High Court judge Simon Peter Kinobe has dismissed a petition filed by Mulirire Daniel, a former parliamentary aspirant for Budiope East Constituency in Buyende District, a decision that strengthens Moses Magogo’s path to Parliament as an unopposed candidate.

Mulirire had challenged the Electoral Commission’s decision to disqualify him from contesting for the Budiope East parliamentary seat, arguing that the Commission erred in law by holding that he failed to attach proof of resignation from the Uganda Police Force to his nomination papers, contrary to Section 4(4)(a) of the Parliamentary Elections Act. He maintained that he had resigned from the police with effect from April 15, 2024, and that documentary evidence of his resignation was already in the possession of the Electoral Commission before his nomination.

In his ruling, Justice Kinobe found that Mulirire failed to present credible and compelling evidence to prove that he had resigned from government service before seeking nomination. The judge held that while the law does not expressly require proof of resignation to be attached on nomination day, the obligation to provide such evidence becomes mandatory once the matter is contested before the Electoral Commission.

“I find that the petitioner herein failed to discharge this obligation. It is also the finding of this court that the provision of proof of resignation becomes mandatory and vital at the point of a complaint being lodged with the Electoral Commission. I therefore agree with the 1st respondent that the petitioner failed to prove that he had resigned from the service of government in line with Section 4 (4) (a) Parliamentary Elections Act,” Justice Kinobe ruled.

The court noted that during the proceedings before the Electoral Commission, Mulirire was required to adduce cogent evidence to support his claim of resignation, given that the issue had become contentious. Justice Kinobe explained that such evidence must be free from contradictions, truthful, and compelling enough to persuade a reasonable tribunal.

In assessing the resignation letter presented by Mulirire, the judge found it insufficient and unreliable. “The letter which appears to be originating from the Uganda Police Force, indicated that the Uganda Police Force had accepted his resignation…It is my opinion that the letter was not sufficient for the simple reasons that the letter was signed by a one Aryatuha Dora, apparently on behalf of the Inspector General of Police. The title and capacity of the author is not indicated. The letter is not certified, and neither is there evidence that such a letter existed as at the time of nomination,” Kinobe ruled.

Mulirire had also accused the Electoral Commission of violating his right to a fair hearing, claiming that the complaint was determined on November 18 yet he was served on November 23, and that no hearing notice was issued to him or his lawyers. The court dismissed this argument, holding that late service alone could not excuse failure to participate in proceedings.

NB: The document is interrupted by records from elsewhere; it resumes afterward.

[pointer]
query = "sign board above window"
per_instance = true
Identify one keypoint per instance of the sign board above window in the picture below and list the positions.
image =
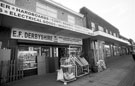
(44, 37)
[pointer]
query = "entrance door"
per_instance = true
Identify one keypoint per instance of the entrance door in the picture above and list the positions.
(49, 59)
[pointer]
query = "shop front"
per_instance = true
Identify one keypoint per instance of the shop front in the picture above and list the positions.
(40, 53)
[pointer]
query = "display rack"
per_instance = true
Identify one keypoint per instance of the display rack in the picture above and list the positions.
(67, 71)
(82, 66)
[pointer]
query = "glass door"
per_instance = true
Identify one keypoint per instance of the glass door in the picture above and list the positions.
(28, 57)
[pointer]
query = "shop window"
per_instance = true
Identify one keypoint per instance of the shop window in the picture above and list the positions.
(46, 10)
(10, 1)
(71, 19)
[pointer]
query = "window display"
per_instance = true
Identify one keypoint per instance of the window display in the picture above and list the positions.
(28, 58)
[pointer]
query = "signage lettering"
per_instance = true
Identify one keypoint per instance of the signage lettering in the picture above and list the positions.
(31, 35)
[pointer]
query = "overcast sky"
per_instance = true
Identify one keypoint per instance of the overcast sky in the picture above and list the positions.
(120, 13)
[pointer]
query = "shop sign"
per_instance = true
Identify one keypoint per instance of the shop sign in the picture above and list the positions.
(31, 35)
(37, 36)
(17, 12)
(62, 39)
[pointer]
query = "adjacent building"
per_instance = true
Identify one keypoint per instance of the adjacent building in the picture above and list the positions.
(106, 40)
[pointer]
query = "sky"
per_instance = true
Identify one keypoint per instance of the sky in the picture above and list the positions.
(119, 13)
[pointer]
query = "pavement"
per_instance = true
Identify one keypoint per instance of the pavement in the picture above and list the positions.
(120, 72)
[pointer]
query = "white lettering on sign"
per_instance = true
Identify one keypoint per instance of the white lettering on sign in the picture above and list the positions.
(29, 35)
(17, 12)
(37, 36)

“My understanding of the right to a fair hearing is that a party should be afforded an opportunity to be heard among others. The position of the law is that where a party is afforded an opportunity to be heard and they do not take the opportunity, they cannot be heard on an allegation that they were not heard. The Commission would therefore not be faulted unless there is cogent evidence adduced to prove that the manner in which it conducted the proceedings did not afford the Petitioner an opportunity to be heard,” the ruling read in part.

The High Court decision effectively upholds the Electoral Commission’s disqualification of Mulirire and bolsters Moses Magogo’s quest to be declared unopposed as Member of Parliament for Budiope East.

In the same ruling, Justice Kinobe issued a caution to lawyers against publicly discussing cases that are still pending before court. He warned that it has become increasingly common for advocates to debate ongoing cases on social media and other public platforms, sometimes even speculating on likely outcomes.

“It has now become quite fashionable for some advocates to engage in extensive discussion of matters in which they are engaged as counsel and which are being prosecuted before the court on social media and other public fora including discussing their submissions as filed in court and insinuating the likely outcome of the litigation, a practice that has now been borrowed by litigants too. I should not be understood as meaning that advocates are barred from engaging in any professional discussion of a matter pending in court, albeit within the confines of the rule against sub judice. I only wish to caution such errant legal counsel of the need to remind themselves of their professional duty as officers of Court to always maintain professional decorum and etiquette and restrict any such discussions to what is acceptable within professional limits".